Posted by: shadowbanned | Feb 26 2023 18:49 utc |
Did you even read what I posted?
Yes, pity the same could not be said about you.
‘RU has the technical means to have completely cut off the whole of Donbass from any possibility of tanks ever getting there.’ A strategic decision requiring strategic assets.
‘…to destroy them before they get to the battlefield even though the whole area is supposed to be under constant surveillance by drones and satellites…’ Tasking, re-tasking satellites is a strategic decision.
‘In this case, the only railway link is from Kramatorsk to Konstantinovka. Well within Tornado-S range..’ Seen by many as a theatre based/strategic weapon due to range and destructive potential.

Posted by: Milites | Feb 26 2023 21:18 utc | 319

D-44s are the most common training gun in the former Warsaw Treaty Organisation. They were used extensively to get around the “no 100mm+” guns rule in the Minsk ‘Agreements’ as they are 85mm and as there are literally oodles of them around as training guns there is buckets of ammunition for them.
I’m guessing, note the word ‘guessing’ that this gun is either one of the guns that was pounding the Donbass from 2008 onwards and finally got taken out or it was one from the reserve used in desperation.
The Rapira is a special case. The Rapira’s in Russia are more advanced than the ones in the other former Warsaw Treaty Organisation states and the Russian ones can be radar-aimed making them quite deadly indeed. I’m not sure if the Ukrainian ones have this capability.
M101s are usually emergency mobilisation only guns, still commonly held in reserve in many nations. They are perfectly serviceable for an Interwar gun but have limited range, mobility and accuracy and are not suitable for a high intensity war.
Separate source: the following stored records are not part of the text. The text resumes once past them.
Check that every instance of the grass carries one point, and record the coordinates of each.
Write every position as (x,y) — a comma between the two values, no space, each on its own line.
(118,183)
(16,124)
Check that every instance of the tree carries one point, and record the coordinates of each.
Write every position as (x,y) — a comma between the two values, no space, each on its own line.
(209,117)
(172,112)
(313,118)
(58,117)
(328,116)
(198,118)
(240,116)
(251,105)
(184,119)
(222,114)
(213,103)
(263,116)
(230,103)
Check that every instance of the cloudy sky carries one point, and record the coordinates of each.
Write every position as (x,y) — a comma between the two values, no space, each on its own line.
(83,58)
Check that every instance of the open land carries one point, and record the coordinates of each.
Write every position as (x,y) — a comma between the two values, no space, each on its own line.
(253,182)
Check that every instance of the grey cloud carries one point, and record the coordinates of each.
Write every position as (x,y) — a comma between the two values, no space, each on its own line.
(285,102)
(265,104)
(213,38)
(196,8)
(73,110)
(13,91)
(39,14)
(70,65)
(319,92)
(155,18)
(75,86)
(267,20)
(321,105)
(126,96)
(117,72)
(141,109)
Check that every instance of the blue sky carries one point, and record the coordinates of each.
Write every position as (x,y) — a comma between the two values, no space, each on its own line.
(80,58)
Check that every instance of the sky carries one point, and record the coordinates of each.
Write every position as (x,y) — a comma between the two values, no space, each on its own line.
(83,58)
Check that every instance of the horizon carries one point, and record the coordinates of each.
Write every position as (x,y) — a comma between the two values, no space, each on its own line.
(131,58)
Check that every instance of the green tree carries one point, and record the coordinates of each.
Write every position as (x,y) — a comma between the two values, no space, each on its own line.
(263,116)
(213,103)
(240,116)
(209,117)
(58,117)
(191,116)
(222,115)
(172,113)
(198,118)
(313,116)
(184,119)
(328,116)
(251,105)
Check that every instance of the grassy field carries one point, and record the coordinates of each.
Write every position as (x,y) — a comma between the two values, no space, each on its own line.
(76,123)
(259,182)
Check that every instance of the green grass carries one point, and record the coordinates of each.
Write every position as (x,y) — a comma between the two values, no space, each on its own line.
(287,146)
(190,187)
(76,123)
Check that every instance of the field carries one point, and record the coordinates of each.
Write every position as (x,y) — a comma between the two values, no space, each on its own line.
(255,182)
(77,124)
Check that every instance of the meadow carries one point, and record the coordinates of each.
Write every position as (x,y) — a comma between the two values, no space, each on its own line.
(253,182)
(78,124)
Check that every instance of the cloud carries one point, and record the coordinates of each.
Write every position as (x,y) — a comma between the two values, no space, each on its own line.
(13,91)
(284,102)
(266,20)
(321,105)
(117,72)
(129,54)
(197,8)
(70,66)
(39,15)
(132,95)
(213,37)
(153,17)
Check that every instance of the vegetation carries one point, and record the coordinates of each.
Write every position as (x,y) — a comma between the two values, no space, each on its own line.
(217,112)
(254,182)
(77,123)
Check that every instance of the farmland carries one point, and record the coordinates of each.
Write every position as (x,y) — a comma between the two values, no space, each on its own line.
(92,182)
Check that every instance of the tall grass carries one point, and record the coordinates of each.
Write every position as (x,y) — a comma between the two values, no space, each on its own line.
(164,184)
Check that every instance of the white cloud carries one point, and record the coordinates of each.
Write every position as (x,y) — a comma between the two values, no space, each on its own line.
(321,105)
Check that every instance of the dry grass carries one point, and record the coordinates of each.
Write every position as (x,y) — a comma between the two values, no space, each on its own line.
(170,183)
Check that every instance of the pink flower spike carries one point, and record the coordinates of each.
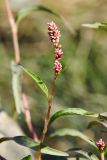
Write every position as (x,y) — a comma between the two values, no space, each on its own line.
(54,33)
(58,53)
(101,144)
(57,67)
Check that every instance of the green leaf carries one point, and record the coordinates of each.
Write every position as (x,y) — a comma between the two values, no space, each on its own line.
(95,123)
(28,142)
(54,152)
(26,11)
(74,133)
(71,111)
(28,158)
(97,25)
(38,81)
(80,152)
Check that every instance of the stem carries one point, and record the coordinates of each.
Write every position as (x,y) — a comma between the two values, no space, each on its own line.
(28,116)
(20,93)
(47,117)
(14,32)
(102,155)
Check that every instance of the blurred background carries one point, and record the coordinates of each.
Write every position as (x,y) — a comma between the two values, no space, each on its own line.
(83,82)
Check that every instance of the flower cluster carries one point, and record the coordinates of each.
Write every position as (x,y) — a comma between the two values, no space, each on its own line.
(54,35)
(101,144)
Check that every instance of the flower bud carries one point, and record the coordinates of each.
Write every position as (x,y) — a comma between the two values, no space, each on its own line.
(58,53)
(57,67)
(101,144)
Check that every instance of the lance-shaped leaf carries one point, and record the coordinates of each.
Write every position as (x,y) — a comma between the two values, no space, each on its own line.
(28,142)
(71,111)
(74,133)
(27,158)
(38,81)
(97,122)
(26,11)
(81,153)
(97,25)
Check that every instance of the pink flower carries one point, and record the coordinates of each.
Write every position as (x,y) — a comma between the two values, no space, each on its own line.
(57,67)
(58,53)
(101,144)
(54,33)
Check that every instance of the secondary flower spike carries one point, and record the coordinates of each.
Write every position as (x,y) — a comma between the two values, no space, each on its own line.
(54,33)
(101,144)
(58,53)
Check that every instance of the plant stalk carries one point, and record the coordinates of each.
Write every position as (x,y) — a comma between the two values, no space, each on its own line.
(47,117)
(102,155)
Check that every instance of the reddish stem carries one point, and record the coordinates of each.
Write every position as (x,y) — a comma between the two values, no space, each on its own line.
(14,32)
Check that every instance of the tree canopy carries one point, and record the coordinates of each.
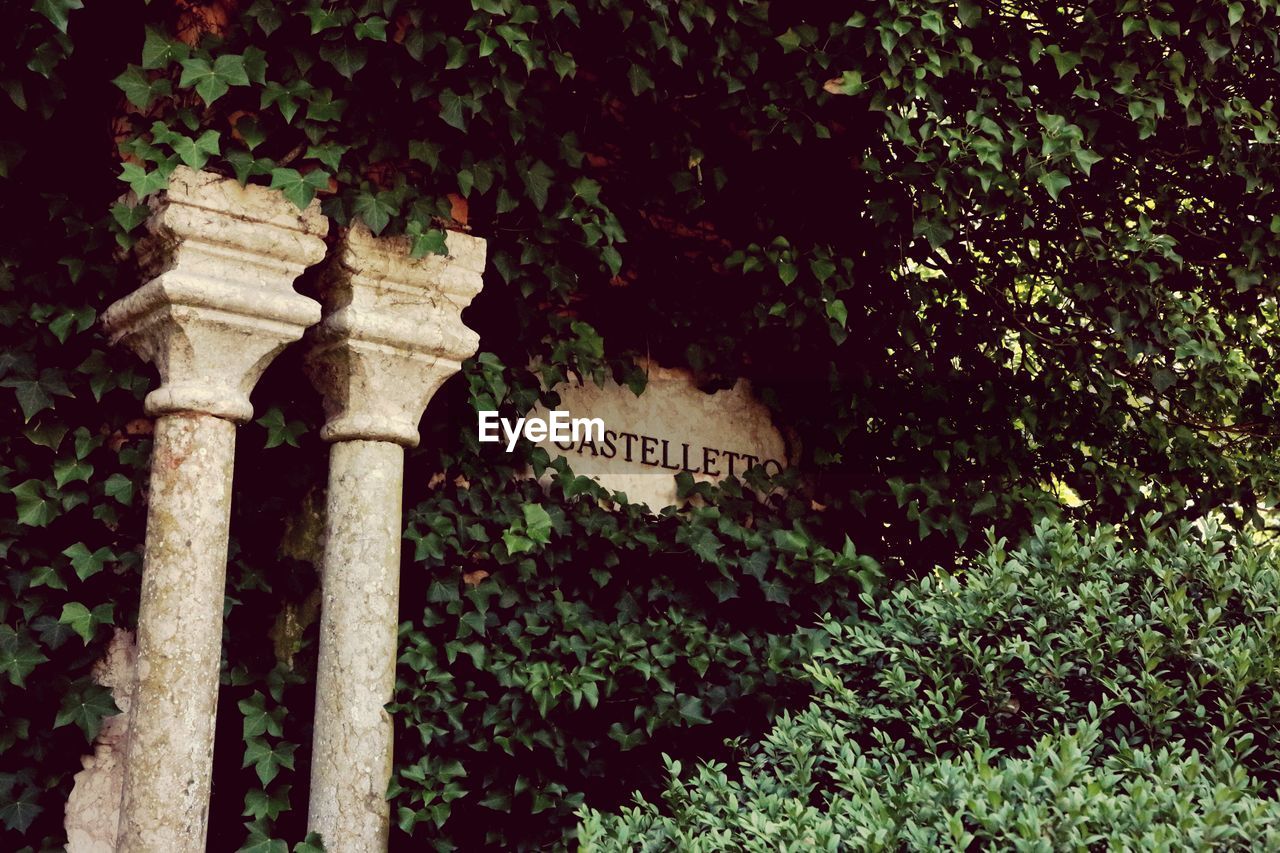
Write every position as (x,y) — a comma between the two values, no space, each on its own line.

Posted by: James Lawrie | Feb 27 2023 3:21 utc | 320

This strategy still applies:
Two days after Hitler invaded the Soviet Union in June 1941, Truman said: If we see that Germany is winning we ought to help Russia, and if Russia is winning we ought to help Germany, and that way let them kill as many as possible although I don’t want to see Hitler victorious under any circumstances.